Le visage émacié, la diction précieuse et les traits d’esprit cinglants de Gérard Miller sont connus du grand public depuis les années 1990-2000.

Compagnon de longue date d’une réalisatrice de 30 ans sa cadette, il a éclos médiatiquement sous l’aile d’animateurs de radio et de télévision célèbres, Laurent Ruquier et Michel Drucker, pour lesquels il a été chroniqueur.

« Dans le public »

Dans une enquête d’Envoyé spécial diffusée jeudi soir sur la chaîne publique France 2, des collaborateurs d’une émission assurent que Gérard Miller « faisait son marché dans le public » en y abordant des jeunes femmes.

À la radio France Inter dans les années 90, « on le chambrait souvent pour sa façon de repérer des jeunes filles dans le public et d’aller les brancher pendant les pauses », a écrit son amie chroniqueuse, la militante féministe Isabelle Alonso, début février sur son blogue.

« Il avait la réputation d’avoir une appétence marquée pour les jeunes femmes, mais aucune histoire sordide ne courait sur lui », raconte à l’AFP un journaliste qui l’a côtoyé au sein du Média et se dit « stupéfait » par les accusations.

Cette webtélé de gauche radicale a été créée en 2017 par M. Miller et l’actuelle députée Sophia Chikirou, une proche du leader du parti de la France insoumise, Jean-Luc Mélenchon.

M. Miller et Mme Chikirou se sont brouillés en 2018, sur fond de crise au Média.

Pour le journaliste qui l’y a côtoyé, M. Miller « est dans la vie comme à l’antenne, tout aussi théâtral ».

« Il donne des leçons de morale en permanence, ce qui peut être agaçant, mais son intelligence le sauve », poursuit-il, en décrivant un personnage « parfois cassant », marqué par « l’empreinte de 1968 et du gauchisme des années 70 ».

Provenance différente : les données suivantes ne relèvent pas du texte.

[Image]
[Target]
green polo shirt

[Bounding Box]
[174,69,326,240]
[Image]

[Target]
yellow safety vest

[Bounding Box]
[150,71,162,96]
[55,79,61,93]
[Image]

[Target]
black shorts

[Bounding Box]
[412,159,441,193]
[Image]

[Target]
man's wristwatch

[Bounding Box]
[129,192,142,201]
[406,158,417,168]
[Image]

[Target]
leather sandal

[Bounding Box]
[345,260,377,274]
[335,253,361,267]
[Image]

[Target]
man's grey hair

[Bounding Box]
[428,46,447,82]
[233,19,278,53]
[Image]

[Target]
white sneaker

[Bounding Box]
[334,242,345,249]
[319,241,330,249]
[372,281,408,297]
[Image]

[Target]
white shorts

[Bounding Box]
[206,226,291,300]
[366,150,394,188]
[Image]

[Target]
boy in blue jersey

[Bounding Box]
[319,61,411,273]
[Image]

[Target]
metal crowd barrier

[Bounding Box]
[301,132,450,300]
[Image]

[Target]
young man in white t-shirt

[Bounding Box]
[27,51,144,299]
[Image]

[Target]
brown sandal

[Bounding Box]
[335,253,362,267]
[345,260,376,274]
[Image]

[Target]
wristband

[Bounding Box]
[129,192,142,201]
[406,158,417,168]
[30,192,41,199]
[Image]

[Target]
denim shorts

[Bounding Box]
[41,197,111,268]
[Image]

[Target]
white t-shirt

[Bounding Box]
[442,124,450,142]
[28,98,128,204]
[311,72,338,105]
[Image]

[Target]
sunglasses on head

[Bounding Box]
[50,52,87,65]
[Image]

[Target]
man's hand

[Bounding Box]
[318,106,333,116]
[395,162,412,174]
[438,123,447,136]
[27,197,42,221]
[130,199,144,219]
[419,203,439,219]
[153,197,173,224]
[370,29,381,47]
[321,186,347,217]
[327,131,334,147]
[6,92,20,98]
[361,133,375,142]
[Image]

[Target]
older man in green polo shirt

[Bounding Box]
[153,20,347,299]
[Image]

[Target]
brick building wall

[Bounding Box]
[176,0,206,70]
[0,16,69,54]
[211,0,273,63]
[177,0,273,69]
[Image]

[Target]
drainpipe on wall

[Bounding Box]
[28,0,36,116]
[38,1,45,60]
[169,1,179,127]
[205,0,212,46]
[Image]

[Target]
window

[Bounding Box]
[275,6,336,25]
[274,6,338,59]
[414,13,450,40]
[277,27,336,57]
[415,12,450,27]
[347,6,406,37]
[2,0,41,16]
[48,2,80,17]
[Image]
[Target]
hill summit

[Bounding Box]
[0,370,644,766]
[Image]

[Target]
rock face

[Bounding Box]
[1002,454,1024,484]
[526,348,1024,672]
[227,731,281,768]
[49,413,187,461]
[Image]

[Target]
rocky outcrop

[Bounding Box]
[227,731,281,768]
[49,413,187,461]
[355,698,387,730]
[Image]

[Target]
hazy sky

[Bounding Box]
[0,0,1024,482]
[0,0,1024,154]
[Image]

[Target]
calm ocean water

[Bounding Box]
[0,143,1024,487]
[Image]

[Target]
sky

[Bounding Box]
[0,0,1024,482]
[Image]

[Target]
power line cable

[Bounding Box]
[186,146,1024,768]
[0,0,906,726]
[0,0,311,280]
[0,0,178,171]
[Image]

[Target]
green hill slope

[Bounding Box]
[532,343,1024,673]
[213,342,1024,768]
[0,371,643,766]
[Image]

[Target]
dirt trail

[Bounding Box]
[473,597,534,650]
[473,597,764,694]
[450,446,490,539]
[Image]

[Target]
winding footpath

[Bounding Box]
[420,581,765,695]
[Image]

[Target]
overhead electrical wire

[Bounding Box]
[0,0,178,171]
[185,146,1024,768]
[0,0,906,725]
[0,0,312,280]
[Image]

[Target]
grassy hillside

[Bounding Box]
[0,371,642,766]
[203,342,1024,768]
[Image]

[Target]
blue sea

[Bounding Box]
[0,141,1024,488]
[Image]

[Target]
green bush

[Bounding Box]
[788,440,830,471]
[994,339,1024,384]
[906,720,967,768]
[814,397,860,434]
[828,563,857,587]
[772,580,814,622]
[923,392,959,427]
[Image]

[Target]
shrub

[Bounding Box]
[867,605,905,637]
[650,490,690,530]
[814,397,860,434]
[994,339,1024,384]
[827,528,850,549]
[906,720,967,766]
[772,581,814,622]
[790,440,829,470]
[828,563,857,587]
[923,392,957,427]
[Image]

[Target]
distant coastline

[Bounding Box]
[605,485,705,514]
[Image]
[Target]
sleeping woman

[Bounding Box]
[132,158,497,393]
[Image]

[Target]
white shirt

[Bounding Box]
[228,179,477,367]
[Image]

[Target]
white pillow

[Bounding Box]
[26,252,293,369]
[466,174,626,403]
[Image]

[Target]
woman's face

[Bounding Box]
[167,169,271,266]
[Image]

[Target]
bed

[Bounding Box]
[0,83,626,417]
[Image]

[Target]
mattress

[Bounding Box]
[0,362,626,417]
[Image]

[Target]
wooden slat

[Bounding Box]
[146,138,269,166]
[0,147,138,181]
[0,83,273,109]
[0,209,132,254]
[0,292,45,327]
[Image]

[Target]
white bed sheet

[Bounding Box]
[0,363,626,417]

Soutien de M. Mélenchon depuis 2012, Gérard Miller fut militant communiste au milieu des années 60, avant de rejoindre les maoïstes de la Gauche prolétarienne.

Lacan

Fils de médecin, issu d’une famille de juifs polonais dont une partie est morte en déportation, il est le frère cadet d’un psychanalyste réputé, Jacques-Alain Miller.

Ce dernier est le gendre et l’exécuteur testamentaire du pape français de la psychanalyse, Jacques Lacan.

Gérard Miller « a toujours été regardé négativement par le milieu : sa carrière médiatique est, pour beaucoup de psychanalystes, tout à fait insupportable », assure à l’AFP Élisabeth Roudinesco, historienne de la psychanalyse.

« Il se sert de la discipline pour interpréter, commenter la politique par exemple », dénonce-t-elle.

Mme Roudinesco a gagné en appel en 2014 un procès pour diffamation que lui avait intenté Judith Miller, fille de Lacan et épouse de Jacques-Alain Miller.

La mise en cause de Gérard Miller pour violences sexuelles est liée à celle du réalisateur français Benoît Jacquot par l’actrice Judith Godrèche, qui était la compagne de ce dernier alors qu’elle n’avait que 14 ans.

Les premières accusations contre le psy ont en effet éclaté après qu’a resurgi un documentaire qu’il avait réalisé en 2011 sur M. Jacquot. Le cinéaste lui confiait alors que « le cinéma était une sorte de couverture » pour des relations avec des mineures.